As to the balance of hardships, Mylan contends that, if an injunction issues, it will suffer the harm of delay in receiving a return on its investment in marketing generic topiramate. InGlaxo Group Ltd. v. Apotex, Inc., 64 Fed. Appx. 751, 756 (Fed. Cir. 2003), the Federal Circuit considered the same argument and rejected it. As in Glaxo, Ortho here stands to "lose the value of its patent," while Mylan "would only lose the ability to go on to the market and begin earning profits earlier." Id. The balance of hardships factor favors the grant of the preliminary injunction.

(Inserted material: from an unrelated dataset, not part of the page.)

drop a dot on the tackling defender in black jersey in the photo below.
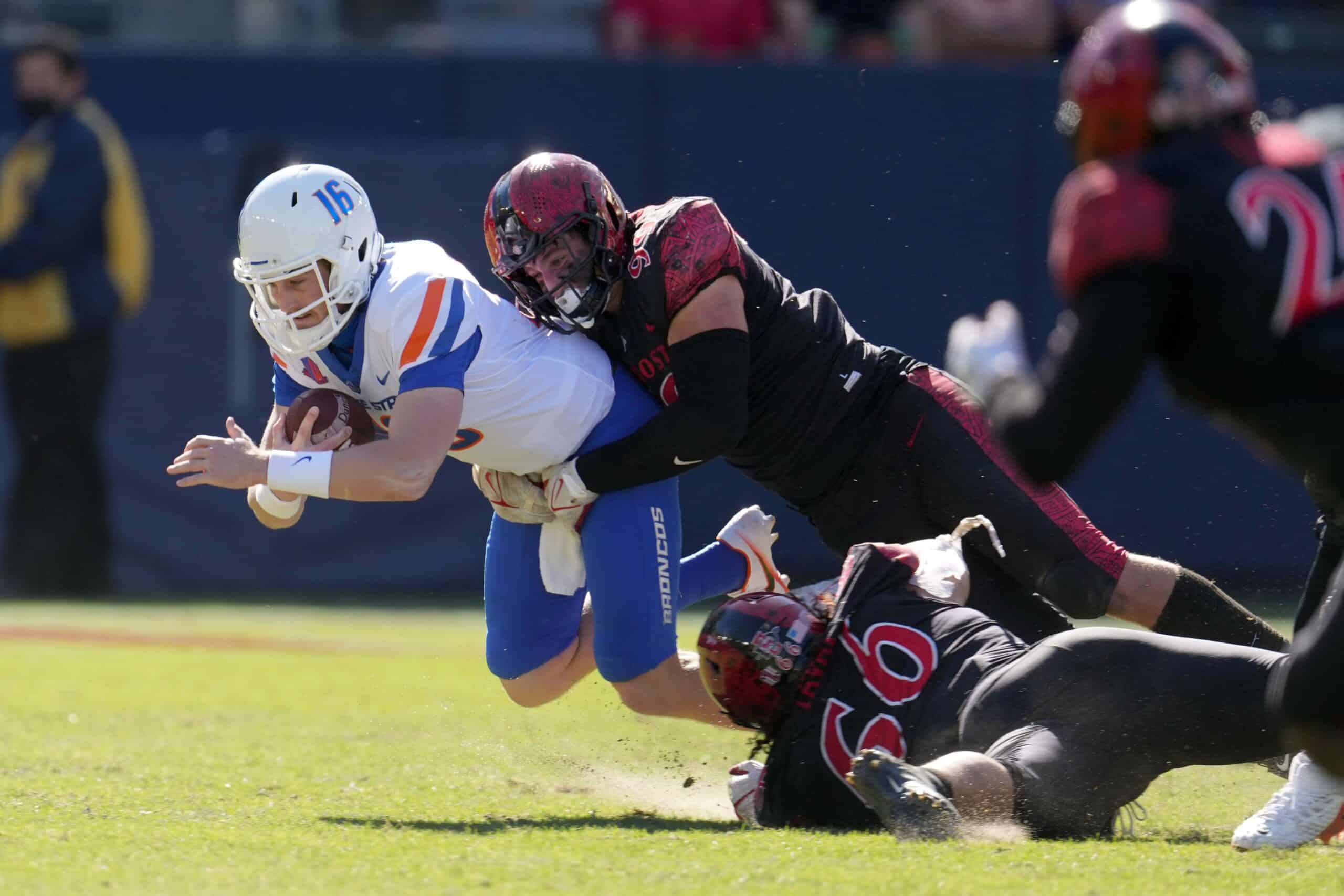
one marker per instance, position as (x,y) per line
(1187,236)
(867,441)
(968,715)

As to the public interest, Mylan argues that the public would benefit from the increased competition in the pharmaceutical market that would come with denial of the injunction. Again, the Federal Circuit has considered and rejected this argument: "Selling a lower priced product does not justify infringing a patent." Pfizer, 429 F.3d at 1382 (quoting Payless Shoesource, Inc. v. Reebok Int'l Ltd., 998 F.2d 985, 991 (Fed. Cir. 1993)). The public interest favors enforcing a valid patent against an infringer, and weighs in favor of granting the preliminary injunction.
CONCLUSION
For the reasons stated above, this Court finds that all four factors in the preliminary injunction analysis weigh in favor of granting Ortho's motion for a preliminary injunction. To show an overall likelihood of success on the merits, Ortho needed to demonstrate a likelihood of success in showing that Mylan would infringe one or more claims of the '006 patent, and that one or more of such claims will likely withstand Mylan's challenges to validity. Because Mylan has not disputed that it would infringe claim 1 of the '006 patent, and Mylan failed to raise a substantial question of claim 1's validity, Ortho has demonstrated a likelihood of success on the merits. Having established a likelihood of success on the merits, Ortho is entitled to a presumption of irreparable harm, which Mylan has not rebutted. The balance of hardships and public interest factors also weigh in favor of Ortho. Because all four factors weigh in favor of granting the injunction, Ortho's motion for a preliminary injunction, pursuant to 35 U.S.C. § 283, is granted.